Le Conseil constitutionnel, décision n° 2026-911 DC du 14 août 2026, a censuré l’interdiction générale d’accès aux réseaux sociaux pour les moins de 15 ans.

La décision ne condamne pas le principe d’une protection renforcée des mineurs. Elle sanctionne un dispositif trop large et insuffisamment encadré.

D’un côté, l’interdiction concernait un très grand nombre de services sans distinction suffisante selon leur nature, leurs fonctionnalités ou les risques qu’ils présentent. Le Conseil y voit une atteinte disproportionnée à la liberté de communication garantie par l’article 11 de la DDHC. 

De l’autre, faire respecter un seuil d’accès de 15 ans suppose de vérifier l’âge de tous les utilisateurs, y compris majeurs. Or le texte ne définissait pas suffisamment les modalités du contrôle ni les garanties protégeant la vie privée, garantie par l’article 2 de la DDHC. 

Pour les plateformes, l’enjeu est donc moins l’« identification » que la preuve d’attribut. Si la seule information juridiquement nécessaire est « l’utilisateur a 15 ans ou plus », le système ne devrait pas collecter davantage d’informations que celles nécessaires pour établir ce fait.

Cette logique rejoint directement l’article 28 du DSA. Les plateformes accessibles aux mineurs doivent mettre en place des mesures appropriées et proportionnées pour assurer un niveau élevé de protection. L’article 28 §3 précise également que cette obligation ne doit pas, à elle seule, conduire à traiter des données personnelles supplémentaires uniquement pour déterminer si l’utilisateur est mineur.

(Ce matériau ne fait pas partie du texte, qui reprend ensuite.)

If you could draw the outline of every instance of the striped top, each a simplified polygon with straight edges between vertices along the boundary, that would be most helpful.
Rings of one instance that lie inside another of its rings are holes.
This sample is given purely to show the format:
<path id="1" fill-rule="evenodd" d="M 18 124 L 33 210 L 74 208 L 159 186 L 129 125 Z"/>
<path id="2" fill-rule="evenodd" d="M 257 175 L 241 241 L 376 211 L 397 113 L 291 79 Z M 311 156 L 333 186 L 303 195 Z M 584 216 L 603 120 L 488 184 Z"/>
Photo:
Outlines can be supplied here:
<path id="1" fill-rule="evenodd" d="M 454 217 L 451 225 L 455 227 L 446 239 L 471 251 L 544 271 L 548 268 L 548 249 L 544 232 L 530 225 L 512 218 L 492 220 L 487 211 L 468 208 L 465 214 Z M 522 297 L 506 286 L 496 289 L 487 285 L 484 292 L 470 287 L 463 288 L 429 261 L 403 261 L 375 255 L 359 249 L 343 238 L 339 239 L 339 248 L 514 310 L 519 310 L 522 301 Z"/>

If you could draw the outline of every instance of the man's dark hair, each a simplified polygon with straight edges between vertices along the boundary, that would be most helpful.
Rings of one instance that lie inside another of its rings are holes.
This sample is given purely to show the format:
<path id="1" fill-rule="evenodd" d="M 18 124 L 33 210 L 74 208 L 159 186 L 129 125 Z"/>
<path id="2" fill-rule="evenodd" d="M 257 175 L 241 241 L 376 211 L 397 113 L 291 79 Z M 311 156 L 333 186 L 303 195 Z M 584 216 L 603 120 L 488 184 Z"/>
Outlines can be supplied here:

Les lignes directrices de la Commission sur la protection des mineurs vont dans le même sens. L’age assurance doit être proportionnée au risque du service et conçue avec des garanties élevées de confidentialité, de sécurité, de fiabilité et de non-discrimination. 

La solution européenne de vérification d’âge montre concrètement comment traduire cette exigence dans l’architecture technique.

Le principe est simple. L’utilisateur certifie son âge via un document d’identité, un moyen d’identification électronique ou un tiers de confiance. L’application conserve uniquement l’information attestant qu’il dépasse le seuil d’âge. Le nom, la date de naissance et les autres données d’identité ne sont pas transmis à la plateforme. Lorsque celle-ci demande une vérification, elle reçoit seulement une réponse du type « âge supérieur au seuil requis : vrai ».

La Commission indique également que la solution repose sur des mécanismes de preuve à divulgation nulle de connaissance. L’objectif est d’empêcher la plateforme d’identifier l’utilisateur ou de relier entre elles ses différentes vérifications.

Pour un projet d’age assurance, le dossier de conformité devrait donc démontrer cinq points techniques :

  1. Le seuil d’âge doit être juridiquement justifié.
  2. La méthode de preuve doit être proportionnée au niveau de risque du service.
  3. La donnée transmise doit être limitée à l’attribut nécessaire, par exemple « 15 ans ou plus ».
  4. La conservation des données doit être réduite au strict nécessaire.
  5. Les erreurs de vérification, contestations et mécanismes de recours doivent être documentés.

La logique opérationnelle devient donc : seuil juridiquement requis → preuve d’âge minimale → absence d’identité inutile → conservation limitée → garanties vérifiables.

La décision du 14 août 2026 doit ainsi être lue comme une exigence d’architecture. Protéger les mineurs n’autorise pas, par principe, à transformer la vérification d’âge en dispositif général d’identification.